Marc Ambinder and Sully have a pretty good discussion about the Gregg withdrawl here. They both agree the census story is bullshit. Now, Ambinder is incredibly credulous but has good sources (these two facts are not unrelated — why not talk to him, when he believes everything you say, no matter how dumb). He says the Gregg people told him they knew this wouldn’t work out and were just waiting for the other shoe to drop and that the other shoe was the stimulus package, or maybe the census thing, or maybe something else. They say Gregg’s never lost an election so he’s a delicate Washington virgin who woke up before Obama’s roofie kicked in. That’s bullshit. This thing is a career-killer for Gregg, he’s got a decent staff I’m sure (all Senators do), and I’m sure his staff told him if he dipped his toes in and then withdrew that he was fucked. Which he is.
So obviously something happened between when he essentially accepted and now.
So what happened? Gregg probably got threatened, possibly in some not-that-ominous way, by someone in the Republican party. They told him if he took this he couldn’t be a lobbyist afterward or that his kid of one of his cousins would lose their patronage job or that their juvy record would get unsealed or that he’d lose his low-numbered license plate. Or maybe it was something a little worse. That 800K lottery story has always sounded a little strange to me (though who knows, of course).
But it has to involve some kind of a threat. What else could it be? (Even Ambinder suggests this may be the case.)

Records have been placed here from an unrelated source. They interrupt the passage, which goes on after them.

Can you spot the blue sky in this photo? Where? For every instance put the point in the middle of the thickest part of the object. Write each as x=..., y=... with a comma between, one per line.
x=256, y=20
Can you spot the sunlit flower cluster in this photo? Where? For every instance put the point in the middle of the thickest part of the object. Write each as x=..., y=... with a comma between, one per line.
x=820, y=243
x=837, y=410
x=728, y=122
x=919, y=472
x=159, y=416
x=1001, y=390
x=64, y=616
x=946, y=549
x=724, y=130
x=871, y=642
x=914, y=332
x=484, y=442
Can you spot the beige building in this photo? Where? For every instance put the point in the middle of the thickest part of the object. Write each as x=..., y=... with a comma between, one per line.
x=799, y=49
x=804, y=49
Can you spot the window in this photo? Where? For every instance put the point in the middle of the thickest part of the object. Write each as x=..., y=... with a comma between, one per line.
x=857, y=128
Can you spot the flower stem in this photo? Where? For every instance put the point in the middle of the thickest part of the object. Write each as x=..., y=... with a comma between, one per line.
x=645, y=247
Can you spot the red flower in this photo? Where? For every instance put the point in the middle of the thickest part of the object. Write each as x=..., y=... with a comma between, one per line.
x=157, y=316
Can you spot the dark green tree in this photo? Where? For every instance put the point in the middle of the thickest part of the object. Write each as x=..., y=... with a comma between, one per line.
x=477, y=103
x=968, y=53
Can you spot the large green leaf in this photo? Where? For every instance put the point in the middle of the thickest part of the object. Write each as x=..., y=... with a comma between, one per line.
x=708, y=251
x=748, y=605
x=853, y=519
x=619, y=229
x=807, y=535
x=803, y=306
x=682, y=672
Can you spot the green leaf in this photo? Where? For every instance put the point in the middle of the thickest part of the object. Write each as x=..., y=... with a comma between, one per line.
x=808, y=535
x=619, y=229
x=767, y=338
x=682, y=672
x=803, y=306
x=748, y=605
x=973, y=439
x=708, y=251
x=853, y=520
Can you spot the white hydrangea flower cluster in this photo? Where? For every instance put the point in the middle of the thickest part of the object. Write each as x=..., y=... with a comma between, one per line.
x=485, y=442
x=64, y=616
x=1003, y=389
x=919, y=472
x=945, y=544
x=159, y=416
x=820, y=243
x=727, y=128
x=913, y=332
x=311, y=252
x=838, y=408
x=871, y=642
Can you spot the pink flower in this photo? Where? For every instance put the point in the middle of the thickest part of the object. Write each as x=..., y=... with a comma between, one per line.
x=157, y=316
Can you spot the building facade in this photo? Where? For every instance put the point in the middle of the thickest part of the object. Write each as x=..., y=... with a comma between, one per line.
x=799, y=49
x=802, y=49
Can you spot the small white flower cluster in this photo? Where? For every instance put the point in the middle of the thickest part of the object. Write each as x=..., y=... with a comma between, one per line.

Update: Fred Hiatt in tomorrow’s WaPo:
There was something appealingly human in Mr. Gregg’s explanation of his change of heart. He said that he had been seduced by the euphoria of a new job in a new administration but came to realize that after 30 years of working independently and making decisions himself, he couldn’t be a part of a team….Mr. Gregg’s concern about potential changes at the Census Bureau, particularly news that the census director would report to the White House instead of the commerce secretary, are understandable: Either this administration trusts me or it does not, he might fairly have felt.
Fifty-three years old and never been kissed.
But Gregg can make all well by…wait for it…gutting Social Security:
On one such goal — entitlement reform — Mr. Gregg may be a better ally in the Senate than in the Cabinet. There could be redemption all around if the New Hampshire Republican, in what he says will probably be his last two years in the Senate, helps the president he says he admires put the nation on a sounder fiscal course.
I’ve said it before and I’ll say it again: the Villagers will be the death of us all.